Earlier this month, Fastly suffered an outage that affected 85% of its network. Turns out, computers are hard, one customer managed to bring down the internet with a valid change.
We’re going to take a break from the mundane cybersecurity barrage of news and information. Not only does it feel like tech news is a broken record with all of the cybersecurity issues, but it seems that the answer is always the same. Security can’t wait. Proper testing of apps and services is imperative prior to launch or deployment. Bring in an expert. Etc. Have you pictured Ben Stein yet? No, today we’re going to take a break from the monotony and remind ourselves that computers are hard. Earlier this month, Content Delivery Network (CDN) Fastly suffered an outage that affected a large portion of the internet.
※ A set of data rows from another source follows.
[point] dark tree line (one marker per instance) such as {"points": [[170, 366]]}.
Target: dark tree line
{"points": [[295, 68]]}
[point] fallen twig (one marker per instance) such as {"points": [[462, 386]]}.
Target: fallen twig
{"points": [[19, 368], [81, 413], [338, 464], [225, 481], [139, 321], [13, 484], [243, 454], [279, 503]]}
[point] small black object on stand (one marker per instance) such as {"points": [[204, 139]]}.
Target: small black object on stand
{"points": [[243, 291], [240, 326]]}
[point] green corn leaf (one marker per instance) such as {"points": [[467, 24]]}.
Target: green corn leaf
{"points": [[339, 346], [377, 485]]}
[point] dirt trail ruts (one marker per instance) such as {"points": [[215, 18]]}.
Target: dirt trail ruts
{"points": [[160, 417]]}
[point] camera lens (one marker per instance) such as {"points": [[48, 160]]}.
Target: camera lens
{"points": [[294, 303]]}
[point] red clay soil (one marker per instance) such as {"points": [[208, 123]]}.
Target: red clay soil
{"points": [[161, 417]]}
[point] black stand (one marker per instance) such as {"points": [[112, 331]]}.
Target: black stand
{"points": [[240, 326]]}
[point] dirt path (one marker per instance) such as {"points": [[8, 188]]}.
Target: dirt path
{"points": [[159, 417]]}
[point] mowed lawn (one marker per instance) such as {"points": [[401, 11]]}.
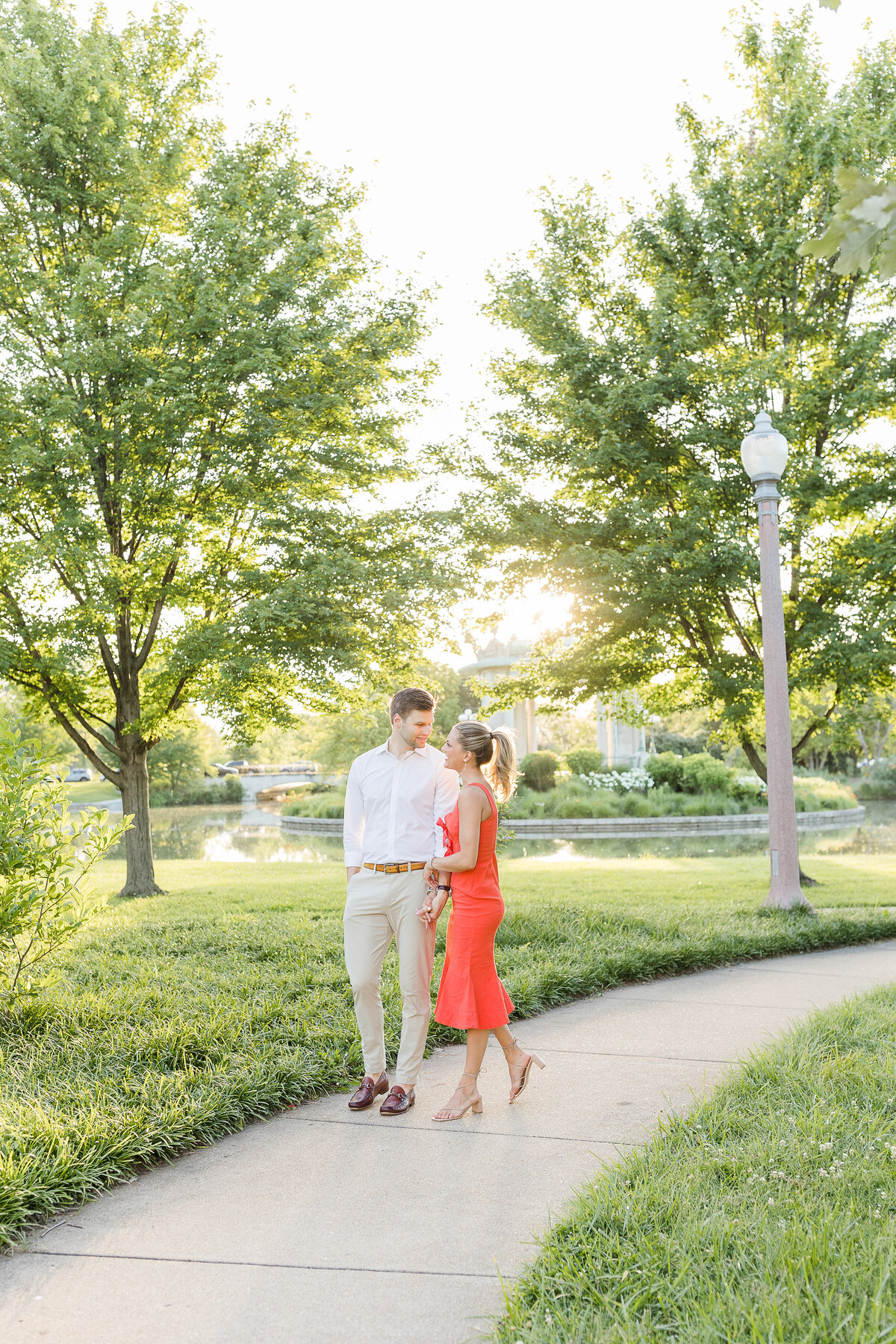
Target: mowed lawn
{"points": [[179, 1018]]}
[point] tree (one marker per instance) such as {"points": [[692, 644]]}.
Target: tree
{"points": [[649, 349], [183, 754], [199, 378], [45, 858]]}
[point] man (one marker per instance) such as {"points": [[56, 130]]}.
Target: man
{"points": [[393, 803]]}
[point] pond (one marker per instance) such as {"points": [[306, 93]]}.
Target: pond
{"points": [[246, 833]]}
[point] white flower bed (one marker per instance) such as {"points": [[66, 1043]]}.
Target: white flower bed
{"points": [[621, 781]]}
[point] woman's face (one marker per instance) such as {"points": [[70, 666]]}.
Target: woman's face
{"points": [[454, 753]]}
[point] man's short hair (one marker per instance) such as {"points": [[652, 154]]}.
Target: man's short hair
{"points": [[411, 698]]}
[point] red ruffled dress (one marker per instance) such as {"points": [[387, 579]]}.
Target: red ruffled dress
{"points": [[470, 992]]}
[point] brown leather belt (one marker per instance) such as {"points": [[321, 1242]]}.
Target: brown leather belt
{"points": [[394, 867]]}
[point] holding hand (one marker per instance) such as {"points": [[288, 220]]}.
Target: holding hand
{"points": [[433, 906]]}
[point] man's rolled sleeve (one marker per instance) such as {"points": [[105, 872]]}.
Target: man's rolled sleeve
{"points": [[354, 820], [447, 793]]}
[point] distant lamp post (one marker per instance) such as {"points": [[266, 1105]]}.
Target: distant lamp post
{"points": [[765, 456]]}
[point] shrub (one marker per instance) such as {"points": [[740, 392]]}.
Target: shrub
{"points": [[815, 793], [667, 768], [622, 781], [585, 761], [748, 788], [539, 771], [879, 784], [45, 856], [704, 774]]}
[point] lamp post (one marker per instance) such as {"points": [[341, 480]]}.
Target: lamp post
{"points": [[765, 456]]}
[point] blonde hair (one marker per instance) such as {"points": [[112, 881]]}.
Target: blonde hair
{"points": [[494, 753]]}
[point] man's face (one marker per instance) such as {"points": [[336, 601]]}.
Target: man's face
{"points": [[415, 729]]}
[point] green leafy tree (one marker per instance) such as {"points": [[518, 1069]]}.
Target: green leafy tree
{"points": [[183, 756], [199, 376], [46, 855], [649, 349]]}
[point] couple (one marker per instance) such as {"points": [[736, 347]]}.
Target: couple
{"points": [[410, 844]]}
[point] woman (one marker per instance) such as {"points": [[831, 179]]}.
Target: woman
{"points": [[470, 994]]}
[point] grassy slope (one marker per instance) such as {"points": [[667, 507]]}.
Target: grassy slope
{"points": [[92, 793], [181, 1016], [768, 1216]]}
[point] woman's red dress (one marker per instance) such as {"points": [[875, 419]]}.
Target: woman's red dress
{"points": [[470, 994]]}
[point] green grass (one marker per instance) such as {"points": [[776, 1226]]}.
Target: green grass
{"points": [[92, 792], [766, 1216], [179, 1018]]}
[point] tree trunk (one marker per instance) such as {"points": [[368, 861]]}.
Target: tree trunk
{"points": [[755, 759], [134, 800]]}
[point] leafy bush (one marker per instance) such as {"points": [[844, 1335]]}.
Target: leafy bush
{"points": [[45, 856], [539, 771], [748, 788], [704, 774], [667, 768], [621, 781], [585, 761], [879, 784], [820, 793]]}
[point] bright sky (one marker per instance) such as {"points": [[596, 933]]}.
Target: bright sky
{"points": [[453, 114]]}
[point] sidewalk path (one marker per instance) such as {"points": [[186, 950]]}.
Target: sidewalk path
{"points": [[337, 1229]]}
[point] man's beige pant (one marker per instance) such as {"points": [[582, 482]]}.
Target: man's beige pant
{"points": [[382, 906]]}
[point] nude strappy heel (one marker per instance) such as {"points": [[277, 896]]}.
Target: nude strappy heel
{"points": [[474, 1104], [527, 1068]]}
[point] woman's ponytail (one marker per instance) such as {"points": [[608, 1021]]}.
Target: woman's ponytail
{"points": [[501, 769], [494, 752]]}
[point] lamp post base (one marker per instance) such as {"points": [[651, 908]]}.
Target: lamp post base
{"points": [[786, 898]]}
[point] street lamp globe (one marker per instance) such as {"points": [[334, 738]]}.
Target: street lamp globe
{"points": [[763, 450]]}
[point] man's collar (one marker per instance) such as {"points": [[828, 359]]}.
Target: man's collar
{"points": [[413, 752]]}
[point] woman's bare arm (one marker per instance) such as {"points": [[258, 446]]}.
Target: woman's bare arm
{"points": [[470, 806]]}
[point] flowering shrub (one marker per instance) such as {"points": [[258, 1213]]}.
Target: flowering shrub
{"points": [[621, 783]]}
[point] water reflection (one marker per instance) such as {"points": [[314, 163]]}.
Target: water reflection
{"points": [[246, 833]]}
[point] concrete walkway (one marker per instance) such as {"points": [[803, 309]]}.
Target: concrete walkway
{"points": [[323, 1226]]}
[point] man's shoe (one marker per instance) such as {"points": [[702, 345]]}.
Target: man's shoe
{"points": [[370, 1089], [398, 1101]]}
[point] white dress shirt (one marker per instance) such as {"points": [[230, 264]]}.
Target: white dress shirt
{"points": [[393, 806]]}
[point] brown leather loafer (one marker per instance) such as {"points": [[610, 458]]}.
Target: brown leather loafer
{"points": [[398, 1101], [370, 1089]]}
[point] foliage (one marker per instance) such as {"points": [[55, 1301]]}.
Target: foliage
{"points": [[583, 761], [538, 771], [181, 1018], [181, 759], [649, 349], [198, 793], [766, 1214], [862, 228], [327, 803], [741, 793], [45, 858], [877, 786], [621, 781], [336, 739], [199, 378]]}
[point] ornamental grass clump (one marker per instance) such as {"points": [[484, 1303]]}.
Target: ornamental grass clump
{"points": [[45, 856]]}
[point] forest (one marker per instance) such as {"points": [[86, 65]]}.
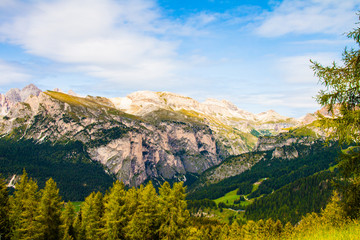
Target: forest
{"points": [[142, 213]]}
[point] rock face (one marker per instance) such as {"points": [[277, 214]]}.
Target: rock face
{"points": [[146, 135], [132, 148], [15, 95]]}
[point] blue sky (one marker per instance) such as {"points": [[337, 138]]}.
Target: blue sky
{"points": [[253, 53]]}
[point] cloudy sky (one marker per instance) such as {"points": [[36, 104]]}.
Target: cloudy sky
{"points": [[254, 53]]}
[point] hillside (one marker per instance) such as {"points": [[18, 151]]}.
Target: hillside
{"points": [[145, 136]]}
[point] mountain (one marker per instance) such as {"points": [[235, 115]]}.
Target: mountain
{"points": [[145, 136], [16, 95]]}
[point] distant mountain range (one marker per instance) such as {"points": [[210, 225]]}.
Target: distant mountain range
{"points": [[144, 136]]}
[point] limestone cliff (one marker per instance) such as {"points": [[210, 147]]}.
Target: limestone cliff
{"points": [[132, 148]]}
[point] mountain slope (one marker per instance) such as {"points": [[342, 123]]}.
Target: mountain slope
{"points": [[145, 136], [132, 148]]}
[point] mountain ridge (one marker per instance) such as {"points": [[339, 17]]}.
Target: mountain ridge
{"points": [[147, 135]]}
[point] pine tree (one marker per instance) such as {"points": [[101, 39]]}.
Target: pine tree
{"points": [[50, 211], [144, 223], [174, 213], [67, 219], [78, 229], [114, 214], [4, 211], [24, 210], [92, 212], [342, 83]]}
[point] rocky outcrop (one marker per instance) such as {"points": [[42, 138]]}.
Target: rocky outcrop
{"points": [[131, 148], [16, 95], [148, 135]]}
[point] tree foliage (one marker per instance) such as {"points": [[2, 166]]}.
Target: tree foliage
{"points": [[342, 99]]}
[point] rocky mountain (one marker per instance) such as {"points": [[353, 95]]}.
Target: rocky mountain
{"points": [[146, 135], [16, 95], [287, 146]]}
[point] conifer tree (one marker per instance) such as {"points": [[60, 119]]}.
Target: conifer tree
{"points": [[67, 219], [50, 211], [4, 211], [24, 210], [114, 214], [92, 212], [78, 229], [173, 210], [342, 94], [144, 223]]}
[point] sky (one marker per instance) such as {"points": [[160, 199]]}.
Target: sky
{"points": [[253, 53]]}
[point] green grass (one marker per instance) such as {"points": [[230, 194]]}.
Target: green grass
{"points": [[77, 206], [348, 232], [225, 215], [228, 198]]}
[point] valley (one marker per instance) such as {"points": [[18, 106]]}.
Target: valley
{"points": [[236, 165]]}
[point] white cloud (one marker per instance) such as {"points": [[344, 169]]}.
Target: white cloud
{"points": [[11, 74], [120, 41], [309, 16], [296, 69]]}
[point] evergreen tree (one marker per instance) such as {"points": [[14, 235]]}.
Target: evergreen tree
{"points": [[4, 211], [114, 216], [78, 229], [342, 94], [174, 216], [144, 223], [50, 211], [24, 210], [92, 212], [67, 218]]}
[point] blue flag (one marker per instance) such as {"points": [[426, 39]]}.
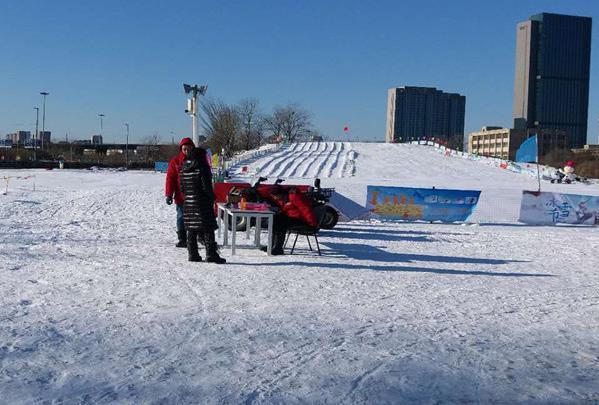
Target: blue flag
{"points": [[527, 152]]}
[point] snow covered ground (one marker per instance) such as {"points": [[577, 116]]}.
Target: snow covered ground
{"points": [[97, 306]]}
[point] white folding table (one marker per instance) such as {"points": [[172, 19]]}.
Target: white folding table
{"points": [[226, 214]]}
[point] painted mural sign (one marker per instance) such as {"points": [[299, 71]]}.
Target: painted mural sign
{"points": [[421, 204], [546, 208]]}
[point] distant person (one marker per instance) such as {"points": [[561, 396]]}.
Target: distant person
{"points": [[173, 187], [198, 207]]}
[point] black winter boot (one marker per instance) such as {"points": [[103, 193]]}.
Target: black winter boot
{"points": [[192, 248], [182, 236], [212, 249]]}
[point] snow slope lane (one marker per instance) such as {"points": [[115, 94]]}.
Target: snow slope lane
{"points": [[97, 306]]}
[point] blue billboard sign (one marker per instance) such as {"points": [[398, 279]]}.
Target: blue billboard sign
{"points": [[421, 204]]}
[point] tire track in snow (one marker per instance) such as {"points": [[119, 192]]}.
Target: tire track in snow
{"points": [[292, 172], [312, 170], [295, 159], [336, 160], [295, 150], [309, 161], [275, 158], [346, 168], [329, 162]]}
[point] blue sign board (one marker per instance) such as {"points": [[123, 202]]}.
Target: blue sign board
{"points": [[425, 204], [161, 166]]}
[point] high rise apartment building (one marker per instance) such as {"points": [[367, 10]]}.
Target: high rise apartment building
{"points": [[551, 87], [419, 112]]}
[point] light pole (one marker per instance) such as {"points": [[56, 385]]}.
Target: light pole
{"points": [[192, 107], [101, 125], [127, 147], [37, 120], [44, 94]]}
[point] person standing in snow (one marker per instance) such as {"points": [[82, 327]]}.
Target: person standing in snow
{"points": [[198, 207], [173, 187]]}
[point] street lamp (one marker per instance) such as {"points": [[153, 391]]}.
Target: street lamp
{"points": [[101, 124], [44, 94], [192, 107], [127, 147], [37, 120]]}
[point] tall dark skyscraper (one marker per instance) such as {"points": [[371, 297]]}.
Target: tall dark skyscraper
{"points": [[417, 112], [551, 89]]}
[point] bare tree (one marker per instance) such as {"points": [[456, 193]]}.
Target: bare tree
{"points": [[221, 124], [291, 122], [151, 143], [251, 123]]}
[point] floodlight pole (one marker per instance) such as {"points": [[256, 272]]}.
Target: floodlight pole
{"points": [[127, 147], [194, 119], [192, 108], [44, 94], [37, 120], [101, 124]]}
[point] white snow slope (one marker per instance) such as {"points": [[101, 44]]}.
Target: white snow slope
{"points": [[97, 306]]}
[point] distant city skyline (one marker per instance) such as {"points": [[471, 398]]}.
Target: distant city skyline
{"points": [[336, 59], [551, 86]]}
Turns out, that outage was caused by a single customer configuring his internet connection.
Yep, one person took down 85% of Fastly’s network. He merely triggered a bug in the latest software update by providing the exact conditions it needed to activate. And that customer wasn’t even doing anything wrong, it was a valid configuration. It just happened to cause a major problem. From Fastly’s blog, written by Nick Rockwell, Senior Vice President of Engineering and Infrastructure:
“On May 12, we began a software deployment that introduced a bug that could be triggered by a specific customer configuration under specific circumstances.
Early June 8, a customer pushed a valid configuration change that included the specific circumstances that triggered the bug, which caused 85% of our network to return errors.”
According to the timeline posted, the problem was detected within one minute and in less than an hour (49 minutes, to be exact), 95% of the network was operating as normal. Fastly has already created a patch and deployed it, but it does not lessen the impact. Customers of Fastly include news media outlets like CNN, The New York Times, BBC as well as streaming outlets like Twitch, Reddit, Spotify and more. All of which saw down time during this outage. Which means that, despite that it happened before 6am EST, people noticed.
This is yet another instance that illustrates the difficulty faced when dealing with computers and code. This particular bug was undetected in all pre-deployment assessments, which really just means that the exact parameters needed weren’t used in testing. It’s not that it should have been checked, it’s that it’s impossible to account for the infinite number of possibilities that can happen. The update Fastly sent out on May 12 seemed to be just fine until June 8, almost a month before someone gave the system what it needed to shut down.
Computers are hard. As consumers, we expect everything we do on a computer, or with any technology really, to just work like it’s supposed to work. We expect systems to do things they may not be designed to do, and then we blame the developer when something breaks because some exponentially infinitesimal possibility actually happened. We must remember that technology in any form is just a machine. It’s a tool. Today’s tools can certainly do a lot of work for us, and we rely on them daily, as we should. But every tool has a limit, and these particular tools are wildly unpredictable.
They are unpredictable because we are only on the cusp of a technological revolution. Some might say we are already in the middle of the revolution, but the rate at which we innovate and develop new tools and learn new ways to advance the human race, the revolution has only begun. Humans are competitive, we want to be the best at what we do and we want recognition for it. That, spurred by the desire to figure out the latest puzzle, will see us continue on this path. But we must always remember that computers are hard. Sometimes, when you hammer a nail on the 3rd floor, something breaks on the 12th floor. The best way to tackle this is to understand that things are going to break and have a backup plan in place for when it does.